ANNE ROUMANOFF, THAT'S GOOD

"No press card" claimed, but a step taken as "gonzo political journalism". In his books Rabbits and Wonders (2016) and Divine Comedy (2017), Gaël Tchakaloff has always liked to stage himself, provoking either anger or the admiration of his subjects or colleagues. In Vacarme , she leaves the sphere of journalism to engage in a much more intimate exercise, the autobiographical novel, as she told Anne Roumanoff on Monday.

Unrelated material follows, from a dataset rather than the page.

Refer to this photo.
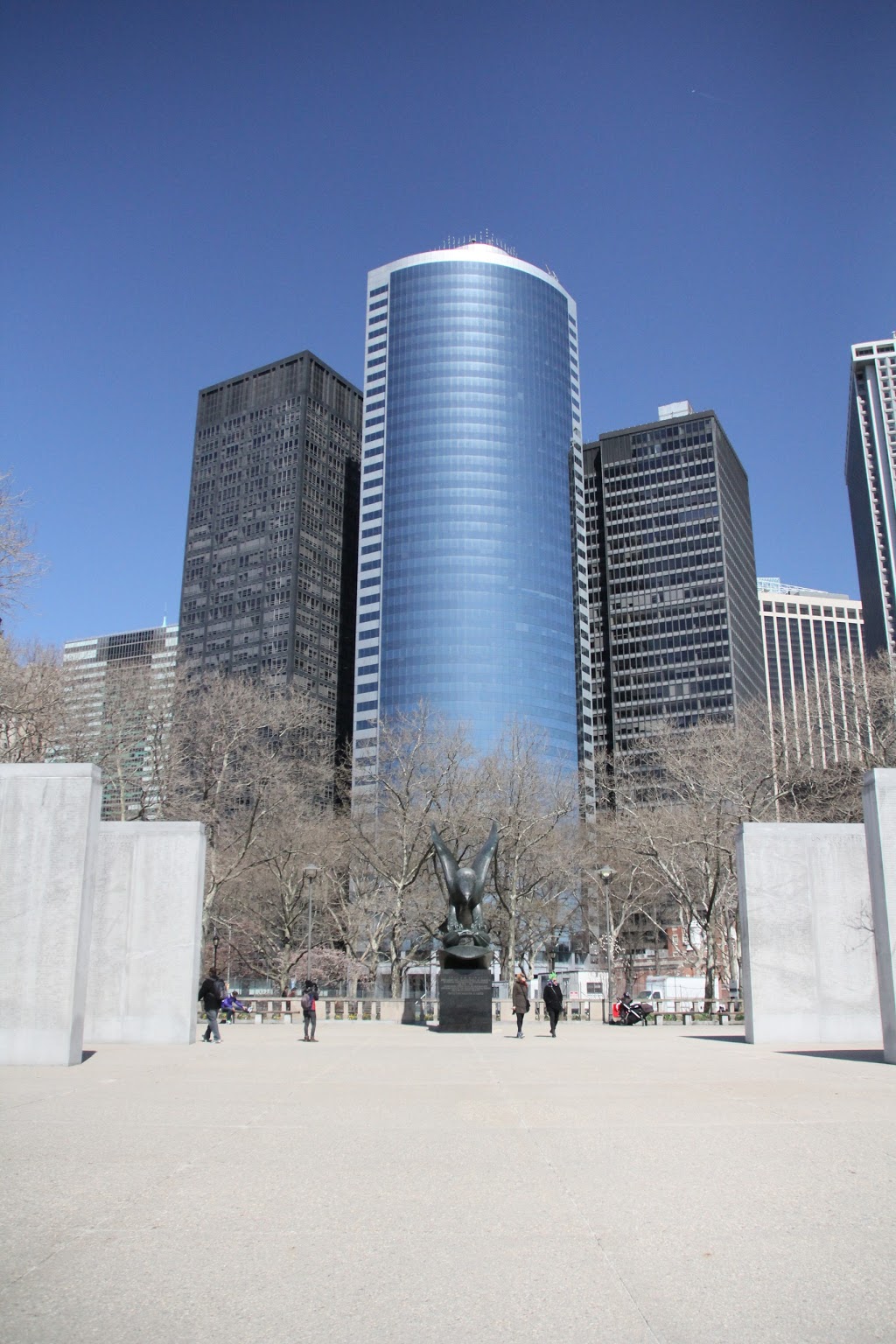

"Journalism, (...) it's a drug"

"Little by little, I realized that Gaël Tchakaloff ( his pseudonym, ed ) took more space than Lucile Buffet ( his real name, ed )," says Gael Tchakaloff. A statement she made a year ago, when she began writing her book. "My children, the man I loved, said to me, 'We do not know who you are,'" she recalls. "I think there was such an exacerbated personality that they never knew if they were with Gaël Tchakaloff or Lucile Buffet."

And this duality, the journalist wanted to dig in his novel. A first for her, rather accustomed to "being interested in the man behind the politician". This time, it is itself that Gael Tchakaloff has studied. An exercise that pleased him. "I would like to continue in literature," she says, "but stop journalism, I'm not sure because it's a drug."